Paylaş
Açılış oturumu ve bakanların konuşmaları medyaya zaten yansıdı. Çalıştayın esas ürünü komisyonlardan çıkan raporlar olacak. Ben, e-biletin etkileriyle 6222 sayılı Sporda Şiddet Yasası’nın medyadaki algısına dair maddeyi tartışan komisyondan bilgiler vereceğim. Vali yardımcıları, hakimler, savcılar, akademisyenler ve benim gibi gazetecilerin de bulunduğu komisyonda öne çıkanlar şöyle:
RETİNA TARAMASI DEĞİL, ADALET
E-BILETE rağmen olaylar neden önlenemiyor?
-Oyunun adil olduğuna inanç düşük.
-Özel güvenlik göstermelik.
-Ahbap çavuş ilişkisi sürüyor.
-Medya mensuplarından kulüp yöneticilerine kadar şiddet dili terk edilmedi.
-Yetkili birim çok, ama sorumlu belirsiz.
-Kanun, yönetmelik ve talimatlar tam uygulanmıyor veya çifte standart var.
Komisyonda, e-biletin ticari bir ürüne dönüştürülmesine itirazlar olurken,taraftarın kriminalize edilmesi de eleştirildi. “Taraftarın retinası taransın” gibi öneriler, insan haklarına aykırı bulundu. Fakat emniyet mensupları e-biletten çok memnun olduklarını ve sürekli güncellenen biyometrik fotoğraf kullanılmasını da önerdiler.
DEDİKODU VAR, İSPAT YOK
6222’ye dair tespitler:
-Çok kötü bir dille yazılmış.
-Yetki karmaşası var.
-Cezalar orantısız.
-Protokol tribünü büyük dert.
6222 ve medya... Hâlâ daha belgeye dayanmadan, dedikokudulara itibar ediliyor. Artık ‘sosyal medya’, oyuna olan güveni ‘klasik medya’dan daha fazla sarsıyor ve kimse “Gel, ispatla” demiyor.

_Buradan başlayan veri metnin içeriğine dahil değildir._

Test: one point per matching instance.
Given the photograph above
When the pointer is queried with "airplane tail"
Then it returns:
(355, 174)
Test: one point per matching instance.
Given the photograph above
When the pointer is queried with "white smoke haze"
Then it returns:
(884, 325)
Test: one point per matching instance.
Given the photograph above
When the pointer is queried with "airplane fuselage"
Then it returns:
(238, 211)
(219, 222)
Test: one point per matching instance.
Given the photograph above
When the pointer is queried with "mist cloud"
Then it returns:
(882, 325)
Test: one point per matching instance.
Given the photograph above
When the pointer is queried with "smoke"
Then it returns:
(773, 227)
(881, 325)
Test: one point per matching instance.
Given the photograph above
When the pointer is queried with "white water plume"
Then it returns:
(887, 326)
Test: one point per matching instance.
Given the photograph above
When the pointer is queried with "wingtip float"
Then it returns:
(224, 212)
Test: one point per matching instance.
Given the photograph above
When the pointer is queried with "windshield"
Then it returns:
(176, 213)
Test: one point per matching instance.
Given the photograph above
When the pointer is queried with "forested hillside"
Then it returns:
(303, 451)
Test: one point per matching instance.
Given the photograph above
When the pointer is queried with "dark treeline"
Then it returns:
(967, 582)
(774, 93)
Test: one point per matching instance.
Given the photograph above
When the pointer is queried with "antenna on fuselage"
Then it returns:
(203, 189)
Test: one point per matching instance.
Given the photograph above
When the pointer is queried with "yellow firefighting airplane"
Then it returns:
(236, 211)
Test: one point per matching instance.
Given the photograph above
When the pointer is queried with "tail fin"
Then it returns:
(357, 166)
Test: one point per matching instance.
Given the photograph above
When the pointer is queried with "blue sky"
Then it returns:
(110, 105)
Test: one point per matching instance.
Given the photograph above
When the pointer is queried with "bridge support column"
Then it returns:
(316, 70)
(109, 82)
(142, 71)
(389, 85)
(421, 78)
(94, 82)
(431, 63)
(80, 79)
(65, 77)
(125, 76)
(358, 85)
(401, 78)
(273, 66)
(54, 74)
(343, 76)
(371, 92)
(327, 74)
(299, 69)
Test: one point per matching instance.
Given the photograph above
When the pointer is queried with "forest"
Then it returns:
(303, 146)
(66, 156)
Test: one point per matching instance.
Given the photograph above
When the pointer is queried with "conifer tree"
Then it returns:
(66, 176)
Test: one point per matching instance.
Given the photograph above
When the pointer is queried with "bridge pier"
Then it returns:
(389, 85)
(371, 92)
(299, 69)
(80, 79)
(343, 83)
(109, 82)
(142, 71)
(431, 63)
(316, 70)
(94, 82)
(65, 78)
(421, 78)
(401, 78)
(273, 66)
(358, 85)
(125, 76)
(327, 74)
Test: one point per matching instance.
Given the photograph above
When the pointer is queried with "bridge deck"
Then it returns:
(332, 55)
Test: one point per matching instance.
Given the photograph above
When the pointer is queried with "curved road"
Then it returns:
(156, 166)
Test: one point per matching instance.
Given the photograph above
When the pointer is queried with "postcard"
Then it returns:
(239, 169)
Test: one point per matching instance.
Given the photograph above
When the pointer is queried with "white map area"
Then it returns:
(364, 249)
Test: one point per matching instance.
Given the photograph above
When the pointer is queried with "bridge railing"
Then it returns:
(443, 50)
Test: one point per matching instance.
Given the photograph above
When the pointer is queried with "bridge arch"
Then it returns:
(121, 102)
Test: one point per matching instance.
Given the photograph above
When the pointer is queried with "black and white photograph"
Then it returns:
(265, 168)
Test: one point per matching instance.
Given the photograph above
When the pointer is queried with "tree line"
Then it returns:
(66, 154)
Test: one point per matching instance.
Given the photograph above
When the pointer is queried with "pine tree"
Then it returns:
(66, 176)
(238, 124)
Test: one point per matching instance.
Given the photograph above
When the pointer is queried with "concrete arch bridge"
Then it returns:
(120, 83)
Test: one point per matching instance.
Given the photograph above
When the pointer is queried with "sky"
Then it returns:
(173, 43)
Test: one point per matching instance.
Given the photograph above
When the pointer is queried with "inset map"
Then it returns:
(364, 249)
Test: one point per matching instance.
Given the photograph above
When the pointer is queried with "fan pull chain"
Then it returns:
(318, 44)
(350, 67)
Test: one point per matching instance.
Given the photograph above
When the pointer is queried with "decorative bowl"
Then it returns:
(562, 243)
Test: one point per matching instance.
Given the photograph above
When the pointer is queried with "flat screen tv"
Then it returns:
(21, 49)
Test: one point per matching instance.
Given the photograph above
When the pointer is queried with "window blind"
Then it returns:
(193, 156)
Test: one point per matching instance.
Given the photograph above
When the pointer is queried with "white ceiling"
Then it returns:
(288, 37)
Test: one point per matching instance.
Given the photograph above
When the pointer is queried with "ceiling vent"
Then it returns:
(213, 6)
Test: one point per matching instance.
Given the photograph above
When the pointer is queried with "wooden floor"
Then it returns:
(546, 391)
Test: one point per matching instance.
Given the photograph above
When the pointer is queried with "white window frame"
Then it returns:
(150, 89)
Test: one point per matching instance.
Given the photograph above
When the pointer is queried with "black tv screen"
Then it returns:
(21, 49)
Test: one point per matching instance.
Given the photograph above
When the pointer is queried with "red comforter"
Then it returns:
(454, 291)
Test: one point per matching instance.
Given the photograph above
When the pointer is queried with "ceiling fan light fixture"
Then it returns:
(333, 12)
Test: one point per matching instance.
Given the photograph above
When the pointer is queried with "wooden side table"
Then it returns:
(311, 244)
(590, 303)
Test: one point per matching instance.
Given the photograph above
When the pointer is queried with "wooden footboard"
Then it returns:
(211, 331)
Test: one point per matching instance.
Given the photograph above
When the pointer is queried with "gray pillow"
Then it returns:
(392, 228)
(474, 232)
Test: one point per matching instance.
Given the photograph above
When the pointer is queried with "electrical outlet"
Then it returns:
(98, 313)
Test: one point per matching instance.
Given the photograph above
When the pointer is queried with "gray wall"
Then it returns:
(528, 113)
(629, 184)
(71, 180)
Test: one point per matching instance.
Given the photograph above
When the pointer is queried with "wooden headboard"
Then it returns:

Ayrımcılık, ırkçılık ve cinsiyetçilik gibi nefret suçlarına dair de bir tartışma yapıldı. Amed olayının kabul edilemezliğinin altı çizildi. Ülkemizde, niyetten bağımsız olarak, ırkçı söylemlerin olduğu belirtilirken liderliği cinsiyetçiliğin aldığı da vurgulandı. Nefret suçu en çok da rakiplere karşı körükleniyor. Çalıştayın en büyük
eksiği taraftarın olmamasıydı. Oysa bizim “Neden sahaya atlıyorsun, kaçak giriyorsun, küfür ediyorsun” sorularının
cevaplarına ihtiyacımız var. Bu konuda Ege Üniversitesi’nden Doç. Dr. Ahmet Talimciler’in 1500 taraftarla daha önce yaptığı bir çalışma var. Spor sosyolojisi ve psikolojisi alanında yeni ve çok sayıda çalışma yapılması şart.
RANIERI, NASIL ŞAMPİYON OLDU?
O BIR ‘kaybeden’di. En fazla ‘ikinci’ydi. Yani ‘kazanan’a iman eden bu dünyada, aslında ‘hiçbir şey’di. Ama akiplerinden önce kendi komplekslerini yendi. Socrates dergisindeki şu alıntıya bakalım: “Klopp ve Guardiola’nın antrenmanlarını, maçlarını yakından takip ettim. Futbol ve hayat böyledir; açık fikirliyseniz, hep daha fazlasını öğrenebilirsiniz.” Karakolluk olmuş Vardy, taç atmayı bildiğinden şüphe edilen Mahrez, Leicester’a imza attığı günü lanetleyen Schmeichel ve bir ara “Futbolu bırakıp, muhasebeci mi olsam acep” diyen Morgan’dan oluşan ‘kaybedenler’den bir Premier Lig şampiyonu yarattı 64 yaşındaki Ranieri...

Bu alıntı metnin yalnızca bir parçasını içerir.